15
Jun
2021
Frank Serpico

Frank Serpico

Imagine you’re a police officer working the streets of 1960s New York. Imagine that you apprehend somebody and you’re immediately offered a bribe. -Would you take it? Assuming you don’t, would you still refuse it when your partner does? Would you still refuse it when it turns out every other police does? And now they’re all leaning on you for not taking the money. Would you still refuse then? Of course, you wouldn’t because in the movies, you’re the good guy but this is the real world in 1960s New York and for Frank Serpico, the risks with refusal are terrifying real. 

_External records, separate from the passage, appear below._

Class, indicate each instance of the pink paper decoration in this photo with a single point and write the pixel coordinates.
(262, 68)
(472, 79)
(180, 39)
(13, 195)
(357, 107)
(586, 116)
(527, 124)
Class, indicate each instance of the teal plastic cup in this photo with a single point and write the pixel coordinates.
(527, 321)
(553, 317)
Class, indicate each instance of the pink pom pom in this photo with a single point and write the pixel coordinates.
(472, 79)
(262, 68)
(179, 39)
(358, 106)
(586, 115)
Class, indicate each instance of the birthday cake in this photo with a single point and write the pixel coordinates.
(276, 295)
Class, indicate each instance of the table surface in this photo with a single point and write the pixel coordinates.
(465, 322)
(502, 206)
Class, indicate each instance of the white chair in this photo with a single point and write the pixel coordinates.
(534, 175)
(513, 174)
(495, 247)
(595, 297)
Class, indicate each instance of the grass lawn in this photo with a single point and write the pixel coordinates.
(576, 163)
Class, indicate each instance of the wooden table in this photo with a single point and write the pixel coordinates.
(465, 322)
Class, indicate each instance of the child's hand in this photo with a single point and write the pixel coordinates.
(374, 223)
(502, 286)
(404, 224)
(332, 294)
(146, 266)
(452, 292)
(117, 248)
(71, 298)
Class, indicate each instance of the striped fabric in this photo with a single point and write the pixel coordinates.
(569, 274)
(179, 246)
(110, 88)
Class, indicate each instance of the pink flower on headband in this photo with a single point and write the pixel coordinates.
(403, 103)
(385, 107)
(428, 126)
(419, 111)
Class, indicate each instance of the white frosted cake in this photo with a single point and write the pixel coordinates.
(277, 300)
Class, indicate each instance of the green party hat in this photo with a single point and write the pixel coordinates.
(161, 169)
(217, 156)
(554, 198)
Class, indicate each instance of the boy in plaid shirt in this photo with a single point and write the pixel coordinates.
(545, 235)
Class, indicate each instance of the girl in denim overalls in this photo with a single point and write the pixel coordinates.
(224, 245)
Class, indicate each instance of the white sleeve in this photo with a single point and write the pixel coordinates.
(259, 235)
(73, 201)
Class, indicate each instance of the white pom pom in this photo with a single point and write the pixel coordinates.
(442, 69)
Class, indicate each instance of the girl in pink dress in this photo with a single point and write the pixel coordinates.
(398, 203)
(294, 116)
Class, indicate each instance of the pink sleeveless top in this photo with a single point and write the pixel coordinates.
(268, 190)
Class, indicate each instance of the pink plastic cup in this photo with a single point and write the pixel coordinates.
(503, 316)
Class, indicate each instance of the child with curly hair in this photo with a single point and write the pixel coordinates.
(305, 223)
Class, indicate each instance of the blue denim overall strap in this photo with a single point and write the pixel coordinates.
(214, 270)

To understand who Frank Serpico is, director Antonino D’Ambrosio takes us back to Serpico’s upbringing and life before the NYPD

Now, this isn’t the Sidney Lumet film with Al Pacino. That came after, this is the real-life documentary where the actual Frank Serpico takes back through his life and what’s happened since – and as is often the case – the truth is stranger than celluloid. 

To understand who Frank Serpico is, director Antonino D’Ambrosio takes us back to Serpico’s upbringing and life before the NYPD. Trained as a social worker, Frank always through being a cop was meant to help keep kids out of jail, rather than them in one. However, policing in New York of the 1960s and 1970s it turns out is a succession of hustles and shakedowns – and that’s just from the boys in blue. Where it was expected that every new police officer would respect the contract and selectively turn a blind eye, Frank was built like that. Sticking true to his father’s words of never “run when you’re right”, Frank was never going to be the “go along to get along” guy that everybody expected him to be.

Later pushed into the plainclothes narcotics division, this was a promotion that resembled a bona fide death sentence. Hoping that the streets would do the crooked police chiefs bidding, they almost get their way when Frank is shot point-blank in the face on an arrest. However, saved by a member of the public, Frank amazingly recovers and agrees to talk to The New York Times about the bribes he’s seeing every day. As the story breaks and it becomes a public investigation Frank worries less about the death threats he’s getting than the ones he doesn’t. 

However, Antonino D’Ambrosio documentary Frank Serpico doesn’t stop there or the iconic movie about Frank that followed. Instead we see a man who is still trapped by a truth that doesn’t recognise, city boundaries or even national borders. Full of touching re-unions and Frank Serpico finishes in the modern-day with a chilling sign-off that really elevates this documentary into being the essential companion piece to Al Pacino’s turn in Serpico.

Quite often you might find yourself in life asking yourself what can one person do? And then somebody like Frank Serpico comes along and shows you and for that, it’s worth every one of its 98 minutes.